La question des biens de retour se pose de façon fréquente concernant les délégations de service public. Il faut ainsi rappeler que les biens de retour sont les meubles et immeubles indispensables à l’exécution du service public. Ces biens font normalement retour gratuitement à la personne publique à la fin de la concession. 

« Les biens de retour sont les biens indispensables au service, […] La particularité des biens de retour consiste en ce que, alors même qu’ils ont été acquis par le délégataire en cours d’exploitation, ils appartiennent ab initio à la collectivité publique et relèvent donc de son domaine public, alors que les autres biens sont la propriété du délégataire […] » 

Laurent Richer, Droit des contrats administratifs, LGDJ 6ème édition, pp. 599-600 


 « les biens de retour définissent les biens, de toute nature, acquis ou construits mais aussi financés par un concessionnaire de service public ou de travaux publics en vue de l'exécution du contrat et qui sont nécessaires au fonctionnement du service public. Si par principe, ces biens appartiennent, dès leur acquisition ou leur construction, à la personne publique, la convention peut en disposer autrement. À l'expiration de la convention, ces biens font gratuitement retour dans le patrimoine de l'administration concédante à condition d'avoir été complètement amortis au cours de l'exécution du contrat. À défaut une indemnisation est due au concessionnaire (correspondant à la valeur nette comptable des biens) ainsi qu'en cas de résiliation anticipée du contrat par l'administration »
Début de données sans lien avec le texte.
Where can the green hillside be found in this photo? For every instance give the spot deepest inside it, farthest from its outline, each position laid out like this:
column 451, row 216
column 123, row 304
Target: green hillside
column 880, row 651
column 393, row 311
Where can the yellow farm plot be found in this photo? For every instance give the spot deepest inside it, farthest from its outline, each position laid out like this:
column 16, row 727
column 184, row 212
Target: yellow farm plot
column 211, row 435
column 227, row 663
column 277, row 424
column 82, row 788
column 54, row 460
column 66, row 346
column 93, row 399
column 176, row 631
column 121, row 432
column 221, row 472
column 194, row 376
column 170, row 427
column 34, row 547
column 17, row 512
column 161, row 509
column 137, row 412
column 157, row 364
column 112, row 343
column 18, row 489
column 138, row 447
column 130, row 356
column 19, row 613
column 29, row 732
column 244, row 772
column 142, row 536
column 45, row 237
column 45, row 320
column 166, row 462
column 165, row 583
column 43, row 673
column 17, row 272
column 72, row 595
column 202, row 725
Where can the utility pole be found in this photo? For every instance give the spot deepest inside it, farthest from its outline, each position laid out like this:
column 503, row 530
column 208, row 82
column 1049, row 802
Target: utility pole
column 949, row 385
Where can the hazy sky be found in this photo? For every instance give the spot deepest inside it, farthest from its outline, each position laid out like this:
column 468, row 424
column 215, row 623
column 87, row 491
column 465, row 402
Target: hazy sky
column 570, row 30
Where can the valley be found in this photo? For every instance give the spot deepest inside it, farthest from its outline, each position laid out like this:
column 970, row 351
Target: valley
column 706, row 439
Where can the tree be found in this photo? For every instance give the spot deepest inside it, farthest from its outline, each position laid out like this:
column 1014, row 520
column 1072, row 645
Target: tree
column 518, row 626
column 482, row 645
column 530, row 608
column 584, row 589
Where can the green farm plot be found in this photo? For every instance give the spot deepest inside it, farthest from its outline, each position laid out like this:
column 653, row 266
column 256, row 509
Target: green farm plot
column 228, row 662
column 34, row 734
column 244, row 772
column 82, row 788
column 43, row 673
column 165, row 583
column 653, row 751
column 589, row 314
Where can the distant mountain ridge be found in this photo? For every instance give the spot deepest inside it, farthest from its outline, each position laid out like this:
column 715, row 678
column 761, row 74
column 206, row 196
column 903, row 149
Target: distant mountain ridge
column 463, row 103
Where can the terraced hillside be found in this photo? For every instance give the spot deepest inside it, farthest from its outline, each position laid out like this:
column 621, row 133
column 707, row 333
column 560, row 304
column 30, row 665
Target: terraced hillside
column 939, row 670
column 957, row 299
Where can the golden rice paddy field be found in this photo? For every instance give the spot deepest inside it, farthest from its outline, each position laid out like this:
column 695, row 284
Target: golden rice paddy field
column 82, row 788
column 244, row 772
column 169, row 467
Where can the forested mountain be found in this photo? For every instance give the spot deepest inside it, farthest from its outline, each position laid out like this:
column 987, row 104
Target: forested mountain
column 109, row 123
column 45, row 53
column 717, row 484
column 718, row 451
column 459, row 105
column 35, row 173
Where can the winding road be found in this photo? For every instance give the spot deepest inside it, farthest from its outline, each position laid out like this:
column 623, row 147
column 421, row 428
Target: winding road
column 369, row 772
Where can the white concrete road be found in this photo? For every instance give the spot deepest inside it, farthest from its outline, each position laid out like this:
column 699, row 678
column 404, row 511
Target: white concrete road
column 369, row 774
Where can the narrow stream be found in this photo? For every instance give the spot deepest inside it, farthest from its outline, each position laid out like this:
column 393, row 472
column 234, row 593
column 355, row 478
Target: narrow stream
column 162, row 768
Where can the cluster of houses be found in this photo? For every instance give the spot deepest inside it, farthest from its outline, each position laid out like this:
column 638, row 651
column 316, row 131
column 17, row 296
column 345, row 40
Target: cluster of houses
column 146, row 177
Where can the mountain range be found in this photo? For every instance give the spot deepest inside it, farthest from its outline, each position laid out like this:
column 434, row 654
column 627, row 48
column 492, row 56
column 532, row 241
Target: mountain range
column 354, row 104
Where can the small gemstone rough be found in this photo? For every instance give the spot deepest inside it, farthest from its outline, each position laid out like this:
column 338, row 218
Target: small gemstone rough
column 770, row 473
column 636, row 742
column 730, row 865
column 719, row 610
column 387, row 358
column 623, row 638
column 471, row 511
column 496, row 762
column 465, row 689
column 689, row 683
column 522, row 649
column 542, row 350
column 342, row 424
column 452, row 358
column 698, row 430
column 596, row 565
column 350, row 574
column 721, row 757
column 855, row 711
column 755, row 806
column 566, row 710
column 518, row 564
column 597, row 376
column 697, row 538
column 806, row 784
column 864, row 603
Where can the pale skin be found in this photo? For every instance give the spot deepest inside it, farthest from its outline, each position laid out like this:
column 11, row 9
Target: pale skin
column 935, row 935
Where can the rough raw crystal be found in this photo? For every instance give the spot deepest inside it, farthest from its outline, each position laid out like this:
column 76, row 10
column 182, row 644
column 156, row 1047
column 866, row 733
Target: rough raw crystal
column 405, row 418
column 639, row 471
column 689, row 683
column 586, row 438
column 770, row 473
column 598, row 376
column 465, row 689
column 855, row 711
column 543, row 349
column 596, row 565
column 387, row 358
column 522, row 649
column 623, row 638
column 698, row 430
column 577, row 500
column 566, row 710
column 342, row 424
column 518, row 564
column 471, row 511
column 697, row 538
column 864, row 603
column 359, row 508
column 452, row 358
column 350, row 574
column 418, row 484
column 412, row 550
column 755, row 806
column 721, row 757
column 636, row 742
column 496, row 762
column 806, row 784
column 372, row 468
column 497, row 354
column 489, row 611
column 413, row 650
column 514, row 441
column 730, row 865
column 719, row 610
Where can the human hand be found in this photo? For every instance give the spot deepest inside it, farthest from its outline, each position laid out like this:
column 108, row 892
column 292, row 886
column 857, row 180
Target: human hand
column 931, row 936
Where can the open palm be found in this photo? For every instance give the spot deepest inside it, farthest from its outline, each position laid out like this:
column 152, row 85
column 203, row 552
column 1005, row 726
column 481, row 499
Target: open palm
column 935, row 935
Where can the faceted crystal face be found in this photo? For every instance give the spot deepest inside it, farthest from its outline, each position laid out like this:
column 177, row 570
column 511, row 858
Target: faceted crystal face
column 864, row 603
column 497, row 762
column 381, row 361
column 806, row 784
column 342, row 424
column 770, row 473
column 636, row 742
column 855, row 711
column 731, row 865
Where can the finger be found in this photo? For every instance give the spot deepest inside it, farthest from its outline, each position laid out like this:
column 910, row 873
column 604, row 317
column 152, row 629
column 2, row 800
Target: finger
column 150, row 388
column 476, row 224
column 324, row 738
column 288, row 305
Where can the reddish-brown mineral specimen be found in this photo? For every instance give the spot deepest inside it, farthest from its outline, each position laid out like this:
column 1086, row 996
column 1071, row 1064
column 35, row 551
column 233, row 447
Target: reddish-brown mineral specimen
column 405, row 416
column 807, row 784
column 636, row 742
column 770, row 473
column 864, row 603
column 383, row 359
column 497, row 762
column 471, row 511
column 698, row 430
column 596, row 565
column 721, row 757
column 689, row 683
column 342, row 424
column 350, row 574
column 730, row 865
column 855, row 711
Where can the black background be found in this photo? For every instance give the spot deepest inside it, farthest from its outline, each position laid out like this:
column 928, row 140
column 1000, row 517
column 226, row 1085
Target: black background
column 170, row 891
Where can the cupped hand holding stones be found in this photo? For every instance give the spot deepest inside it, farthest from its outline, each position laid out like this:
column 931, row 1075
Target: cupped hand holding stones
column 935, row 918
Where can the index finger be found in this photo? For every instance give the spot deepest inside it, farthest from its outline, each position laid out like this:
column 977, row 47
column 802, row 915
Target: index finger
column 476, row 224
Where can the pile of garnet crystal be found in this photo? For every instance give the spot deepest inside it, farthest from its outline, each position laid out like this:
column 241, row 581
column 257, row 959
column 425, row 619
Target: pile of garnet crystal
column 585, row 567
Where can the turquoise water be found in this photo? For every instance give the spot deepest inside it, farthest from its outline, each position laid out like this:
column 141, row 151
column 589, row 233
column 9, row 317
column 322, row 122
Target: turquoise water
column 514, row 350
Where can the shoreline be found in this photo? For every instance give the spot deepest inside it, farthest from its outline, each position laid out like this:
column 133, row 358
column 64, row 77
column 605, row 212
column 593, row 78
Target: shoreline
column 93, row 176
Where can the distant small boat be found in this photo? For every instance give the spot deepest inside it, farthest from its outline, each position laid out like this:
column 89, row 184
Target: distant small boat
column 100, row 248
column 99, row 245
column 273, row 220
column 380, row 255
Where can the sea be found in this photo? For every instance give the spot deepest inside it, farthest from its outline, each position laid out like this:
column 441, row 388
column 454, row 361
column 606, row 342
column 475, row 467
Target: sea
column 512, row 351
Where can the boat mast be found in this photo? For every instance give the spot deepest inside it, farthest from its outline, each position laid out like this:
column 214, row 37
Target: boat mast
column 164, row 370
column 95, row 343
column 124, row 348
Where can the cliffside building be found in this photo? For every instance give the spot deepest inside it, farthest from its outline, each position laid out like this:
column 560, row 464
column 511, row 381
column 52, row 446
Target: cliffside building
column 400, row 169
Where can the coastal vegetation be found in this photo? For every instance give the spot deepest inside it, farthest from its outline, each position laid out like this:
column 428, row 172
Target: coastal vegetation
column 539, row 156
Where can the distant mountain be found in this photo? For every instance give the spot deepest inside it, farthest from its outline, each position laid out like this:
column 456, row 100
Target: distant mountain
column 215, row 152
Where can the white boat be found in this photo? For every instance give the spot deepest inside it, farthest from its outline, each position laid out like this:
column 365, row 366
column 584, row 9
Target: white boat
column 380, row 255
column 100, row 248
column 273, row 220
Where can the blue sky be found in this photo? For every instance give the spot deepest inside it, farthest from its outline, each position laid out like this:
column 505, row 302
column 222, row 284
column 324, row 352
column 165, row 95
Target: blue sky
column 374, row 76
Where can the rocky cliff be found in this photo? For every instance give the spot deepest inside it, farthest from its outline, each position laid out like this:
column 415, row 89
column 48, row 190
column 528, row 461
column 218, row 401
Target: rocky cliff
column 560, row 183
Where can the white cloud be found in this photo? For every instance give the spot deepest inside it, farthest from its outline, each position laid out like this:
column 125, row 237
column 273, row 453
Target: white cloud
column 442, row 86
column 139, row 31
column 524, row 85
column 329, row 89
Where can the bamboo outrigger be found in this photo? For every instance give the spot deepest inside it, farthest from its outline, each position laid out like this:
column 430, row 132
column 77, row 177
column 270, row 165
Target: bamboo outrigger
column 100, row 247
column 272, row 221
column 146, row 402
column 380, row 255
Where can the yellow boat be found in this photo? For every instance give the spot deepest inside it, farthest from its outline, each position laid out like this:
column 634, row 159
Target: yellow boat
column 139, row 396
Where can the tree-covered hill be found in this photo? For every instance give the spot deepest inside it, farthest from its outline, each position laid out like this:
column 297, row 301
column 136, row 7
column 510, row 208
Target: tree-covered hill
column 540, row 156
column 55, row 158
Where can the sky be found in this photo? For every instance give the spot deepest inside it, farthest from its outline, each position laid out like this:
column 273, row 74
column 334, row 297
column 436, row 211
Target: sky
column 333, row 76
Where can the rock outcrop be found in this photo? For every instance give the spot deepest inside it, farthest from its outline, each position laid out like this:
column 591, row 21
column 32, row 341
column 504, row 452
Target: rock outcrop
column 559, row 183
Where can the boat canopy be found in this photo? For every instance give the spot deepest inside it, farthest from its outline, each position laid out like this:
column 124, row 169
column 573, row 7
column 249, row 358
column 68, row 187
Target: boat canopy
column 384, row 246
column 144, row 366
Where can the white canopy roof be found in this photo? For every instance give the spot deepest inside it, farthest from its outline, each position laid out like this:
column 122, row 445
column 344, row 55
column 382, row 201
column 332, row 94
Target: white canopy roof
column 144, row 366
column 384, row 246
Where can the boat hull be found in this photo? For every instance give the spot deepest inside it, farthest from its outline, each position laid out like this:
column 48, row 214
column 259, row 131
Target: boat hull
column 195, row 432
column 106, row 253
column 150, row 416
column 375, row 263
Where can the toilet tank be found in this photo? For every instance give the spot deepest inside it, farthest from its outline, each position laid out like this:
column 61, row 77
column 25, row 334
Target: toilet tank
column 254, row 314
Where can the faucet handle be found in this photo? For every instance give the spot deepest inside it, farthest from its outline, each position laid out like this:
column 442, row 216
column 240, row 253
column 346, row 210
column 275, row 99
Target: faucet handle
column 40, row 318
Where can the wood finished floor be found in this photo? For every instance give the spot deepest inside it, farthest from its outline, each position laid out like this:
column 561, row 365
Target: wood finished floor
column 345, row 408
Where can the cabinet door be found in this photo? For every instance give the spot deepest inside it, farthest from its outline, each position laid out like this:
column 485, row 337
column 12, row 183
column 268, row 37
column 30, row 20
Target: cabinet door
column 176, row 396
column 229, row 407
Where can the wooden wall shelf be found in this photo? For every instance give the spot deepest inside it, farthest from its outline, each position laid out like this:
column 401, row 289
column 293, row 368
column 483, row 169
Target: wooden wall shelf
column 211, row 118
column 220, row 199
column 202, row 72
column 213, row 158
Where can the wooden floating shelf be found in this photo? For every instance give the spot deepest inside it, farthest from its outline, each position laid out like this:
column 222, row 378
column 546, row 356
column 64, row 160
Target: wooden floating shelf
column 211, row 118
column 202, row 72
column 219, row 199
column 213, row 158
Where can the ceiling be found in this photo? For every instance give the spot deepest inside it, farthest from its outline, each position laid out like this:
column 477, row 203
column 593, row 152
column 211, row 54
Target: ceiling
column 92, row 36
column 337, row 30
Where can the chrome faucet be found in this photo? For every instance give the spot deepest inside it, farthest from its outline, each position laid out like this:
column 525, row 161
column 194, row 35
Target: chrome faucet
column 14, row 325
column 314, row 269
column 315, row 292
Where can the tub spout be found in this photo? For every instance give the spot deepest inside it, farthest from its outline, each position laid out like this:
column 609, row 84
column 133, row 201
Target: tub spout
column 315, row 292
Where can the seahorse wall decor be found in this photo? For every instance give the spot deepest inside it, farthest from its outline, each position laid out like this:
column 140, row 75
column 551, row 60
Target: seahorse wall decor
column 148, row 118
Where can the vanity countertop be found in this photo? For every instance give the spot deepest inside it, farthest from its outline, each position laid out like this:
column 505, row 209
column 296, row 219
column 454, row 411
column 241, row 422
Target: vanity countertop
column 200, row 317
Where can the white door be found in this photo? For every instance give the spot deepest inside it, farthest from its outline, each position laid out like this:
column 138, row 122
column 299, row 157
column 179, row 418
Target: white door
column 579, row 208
Frédéric Lombard, Revue trimestrielle de droit commercial, 1 avril 2019, pp347-349

La catégorie des biens de retour est à distinguer de deux autres catégories que sont : 

  • Les biens de reprise, pour lesquels la personne délégante a la possibilité de les racheter à la fin de la concession
  • Les biens propres, qui restent dans la propriété du délégant, sauf accord particulier entre parties.

 Jurisprudence 

Sur la distinction entre biens de retour et biens propres : CE 21 avril 1997, Ministre du Budget c/ SAGIFA, requête numéro 147602

Sur la notion et le régime des biens de retour : CE Ass. 21 décembre 2012, Commune de Douai, requête numéro 342788  

  • « dans le cadre d'une délégation de service public ou d'une concession de travaux mettant à la charge du cocontractant les investissements correspondant à la création ou à l'acquisition des biens nécessaires au fonctionnement du service public, l'ensemble de ces biens, meubles ou immeubles, appartient, dans le silence de la convention, dès leur réalisation ou leur acquisition à la personne publique » 
  • « les biens qui n'ont pas été remis par le délégant au délégataire en vue de leur gestion par celui-ci et qui ne sont pas indispensables au fonctionnement du service public sont la propriété du délégataire, à moins que les parties n'en disposent autrement » 
  • « les biens qui sont entrés, en application des principes énoncés ci-dessus, dans la propriété de la personne publique et ont été amortis au cours de l'exécution du contrat font nécessairement retour à celle-ci gratuitement, sous réserve des clauses contractuelles permettant à la personne publique, dans les conditions qu'elles déterminent, de faire reprendre par son cocontractant les biens qui ne seraient plus nécessaires au fonctionnement du service public » Le délégataire ne peut, en fin de contrat, obtenir en principe aucune indemnisation pour les investissements qu’il aurait réalisé sur le bien de tiers.

Sur la question des biens apportés par le concessionnaire à la concession : CE, sect., 29 juin 2018, Min. de l'Intérieur c/ Communauté de Communes de la vallée de l'Ubaye, req. n° 402251 

  • Il s’agit ici des biens meubles ou immeubles qui lui appartiennent avant la conclusion du contrat et qu’il utilise en vue de l’exécution du service. Cet arrêt vient établir que ces biens, même s’ils appartenaient en propre au concessionnaire avant la conclusion du contrat, peuvent se voir appliquer le régime des biens de retour. Il y a alors transfert de propriété à la personne publique. Les parties peuvent prendre en compte l’apport que constitue cette mise à disposition dans la définition de l’équilibre économique du contrat par le biais d’une indemnisation du concessionnaire (dans le contrat ou à l’issue de celui-ci) 
  • Un arrêt de renvoi de la Cour d’Appel de Marseille, rendu le 16 décembre 2019, vient confirmer l’arrêt du Conseil d’Etat : plusieurs jugements ont ainsi successivement confirmé que les équipements nécessaires au fonctionnement normal de la station sont considérés comme des biens de retour à l’issue de l’exploitation de la station par la SARL Couttolenc. Ils n’ont donc pas à être payés par la Communauté de communes de la vallée de l’Ubaye qui a repris la gestion de la station en régie. 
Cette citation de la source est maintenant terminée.